According to an article posted on GreenCarCongress.com, the NAATBatt operation will consist of headquarters, a facility to refine products and production processes, and a larger operation designed for mass battery manufacturing. Total square footage of the campus is expected to reach 1 million s.f.

Production lines will house state-of-the-art equipment to pursue multiple production ideas and run trials to demonstrate technology. While lithium-ion offers the most promise immediately, formats such as lithium-air, zinc-hydride or zinc-air could come to the fore later.

“It’s not going to be your grandfather’s worksite floor,” said Greenberger, who, like state officials, looks down the road and envisions NAATBatt becoming “the anchor tenant” of a large ET development.

The economic impact would be huge. The NAATBatt consortium, in fact, is modeled after Sematech, a consortium formed in the 1980s to build a U.S. silicon chip industry at a time when Asia was about to gain a global stranglehold. Sematech chose to locate in Austin, Texas, in 1988, launching a tech boom there that continues to the present.

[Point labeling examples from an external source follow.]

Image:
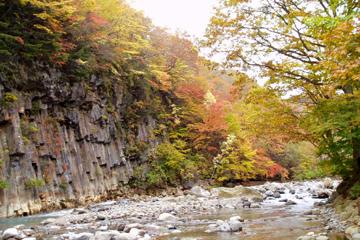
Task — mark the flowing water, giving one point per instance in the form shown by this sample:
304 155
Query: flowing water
273 220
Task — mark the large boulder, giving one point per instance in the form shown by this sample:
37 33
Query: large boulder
114 235
12 233
167 217
199 192
238 191
231 225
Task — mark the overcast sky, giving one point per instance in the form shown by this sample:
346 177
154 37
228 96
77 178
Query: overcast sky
191 16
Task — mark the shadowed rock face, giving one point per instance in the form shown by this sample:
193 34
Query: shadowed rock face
66 142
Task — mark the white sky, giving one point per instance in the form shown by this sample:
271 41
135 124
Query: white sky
191 16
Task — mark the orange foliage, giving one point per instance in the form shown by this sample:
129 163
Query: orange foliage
190 91
277 170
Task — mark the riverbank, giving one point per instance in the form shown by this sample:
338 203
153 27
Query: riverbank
269 211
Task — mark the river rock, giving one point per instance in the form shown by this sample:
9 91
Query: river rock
355 236
12 233
81 236
290 202
167 217
277 195
114 235
231 225
235 224
48 221
352 230
238 191
199 192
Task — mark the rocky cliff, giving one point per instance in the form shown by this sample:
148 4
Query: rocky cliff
65 141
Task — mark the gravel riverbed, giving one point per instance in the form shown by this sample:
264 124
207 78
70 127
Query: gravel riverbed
291 210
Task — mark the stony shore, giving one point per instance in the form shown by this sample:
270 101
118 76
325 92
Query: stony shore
166 217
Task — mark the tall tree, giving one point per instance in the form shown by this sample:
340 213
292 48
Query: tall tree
306 49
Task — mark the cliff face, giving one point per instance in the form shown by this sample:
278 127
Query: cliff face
65 141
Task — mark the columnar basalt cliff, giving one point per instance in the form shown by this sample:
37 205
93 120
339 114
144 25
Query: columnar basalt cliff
64 142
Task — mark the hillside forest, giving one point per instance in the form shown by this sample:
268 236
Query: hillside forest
214 121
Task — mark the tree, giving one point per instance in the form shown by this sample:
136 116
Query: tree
308 50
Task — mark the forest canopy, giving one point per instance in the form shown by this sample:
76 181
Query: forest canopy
219 125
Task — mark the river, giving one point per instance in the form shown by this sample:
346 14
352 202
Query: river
287 212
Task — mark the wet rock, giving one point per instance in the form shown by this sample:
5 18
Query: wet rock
167 217
232 225
255 205
290 202
113 235
328 183
128 227
199 192
100 218
82 236
48 221
238 191
269 193
28 232
12 233
277 195
80 211
246 204
355 236
352 230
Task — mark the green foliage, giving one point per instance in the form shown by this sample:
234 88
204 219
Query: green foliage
337 122
355 191
303 161
315 67
34 183
8 99
4 184
169 166
235 161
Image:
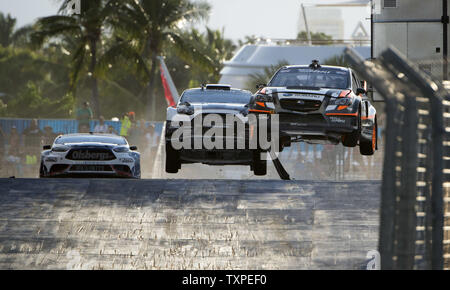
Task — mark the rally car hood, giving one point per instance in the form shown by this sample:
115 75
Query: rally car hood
289 92
91 144
210 108
219 107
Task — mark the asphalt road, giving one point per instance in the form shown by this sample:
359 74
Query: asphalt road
186 224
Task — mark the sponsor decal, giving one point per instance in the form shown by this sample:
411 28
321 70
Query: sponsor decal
337 120
86 155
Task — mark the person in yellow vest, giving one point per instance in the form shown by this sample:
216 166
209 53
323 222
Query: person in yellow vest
126 124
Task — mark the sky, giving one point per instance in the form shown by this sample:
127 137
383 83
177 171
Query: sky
238 18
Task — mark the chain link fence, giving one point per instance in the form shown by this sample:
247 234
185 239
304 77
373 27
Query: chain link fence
414 215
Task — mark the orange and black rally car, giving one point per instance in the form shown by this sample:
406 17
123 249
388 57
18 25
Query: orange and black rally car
319 104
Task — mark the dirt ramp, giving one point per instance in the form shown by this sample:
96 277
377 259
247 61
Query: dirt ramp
186 224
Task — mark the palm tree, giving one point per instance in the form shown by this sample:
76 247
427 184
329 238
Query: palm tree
214 45
145 27
9 35
85 30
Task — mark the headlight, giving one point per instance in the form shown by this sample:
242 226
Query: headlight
185 110
175 124
60 149
343 101
264 98
51 159
121 149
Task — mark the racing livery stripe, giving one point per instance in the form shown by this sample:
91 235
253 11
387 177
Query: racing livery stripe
342 114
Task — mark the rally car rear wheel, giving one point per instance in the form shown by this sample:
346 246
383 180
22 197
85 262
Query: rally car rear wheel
259 166
351 140
368 147
173 163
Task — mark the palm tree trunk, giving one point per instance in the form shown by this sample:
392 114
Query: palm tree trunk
94 81
151 101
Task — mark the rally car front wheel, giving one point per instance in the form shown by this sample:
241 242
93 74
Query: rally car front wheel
259 165
173 163
368 147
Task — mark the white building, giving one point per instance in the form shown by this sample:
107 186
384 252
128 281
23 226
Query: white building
416 28
252 59
327 20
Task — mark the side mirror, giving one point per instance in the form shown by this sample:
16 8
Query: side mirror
361 91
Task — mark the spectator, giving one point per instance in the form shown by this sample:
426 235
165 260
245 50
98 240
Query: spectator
133 134
2 146
33 137
101 127
152 144
84 116
49 136
33 142
13 157
126 125
111 130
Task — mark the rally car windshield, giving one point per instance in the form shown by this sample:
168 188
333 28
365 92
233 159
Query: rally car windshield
91 139
216 96
332 78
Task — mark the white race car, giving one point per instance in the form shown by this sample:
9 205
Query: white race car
90 155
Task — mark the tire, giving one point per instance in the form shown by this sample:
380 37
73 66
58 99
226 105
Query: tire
41 171
259 165
173 163
351 140
368 147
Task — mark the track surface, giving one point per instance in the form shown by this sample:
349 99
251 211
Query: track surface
186 224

Sanford Kane, NAATBatt’s chief financial officer and chair of its site selection committee, was chairman of Sematech’s site selection committee

‘We could organize an industry’
This opportunity for the first major U.S. advanced battery manufacturing operation to take root in the serene green beauty of the Bluegrass arose because of an unusual set of circumstances combined with timely hard work. Greenberger himself wonders at it all.

“I joke with people that this is really just a law firm marketing exercise that got carried away,” he said.

In 2002 Greenberger got involved in work at Reed Smith to seek business in “green” and clean growth technology. He spent five years educating himself about a broad topic, examining trends, trying to sort the wheat from the chaff.

“I thought to myself, you know, in this whole area of clean tech I’ve got to pick the one thing that I think is really going to take off. What is the paradigm-changing technology that’s really going to happen in our lifetime?” Greenberger said.

He zeroed in on hybrid car batteries. And that led him across town to Argonne National Laboratory, which is the center of U.S. battery technology research. Argonne held a conference last June at Greenberger’s urging at which he met Ralph Beard, who spoke about the lack of a U.S. manufacturing industry. Beard is now NAATBatt’s chief technical officer. Kane also was a speaker at that conference.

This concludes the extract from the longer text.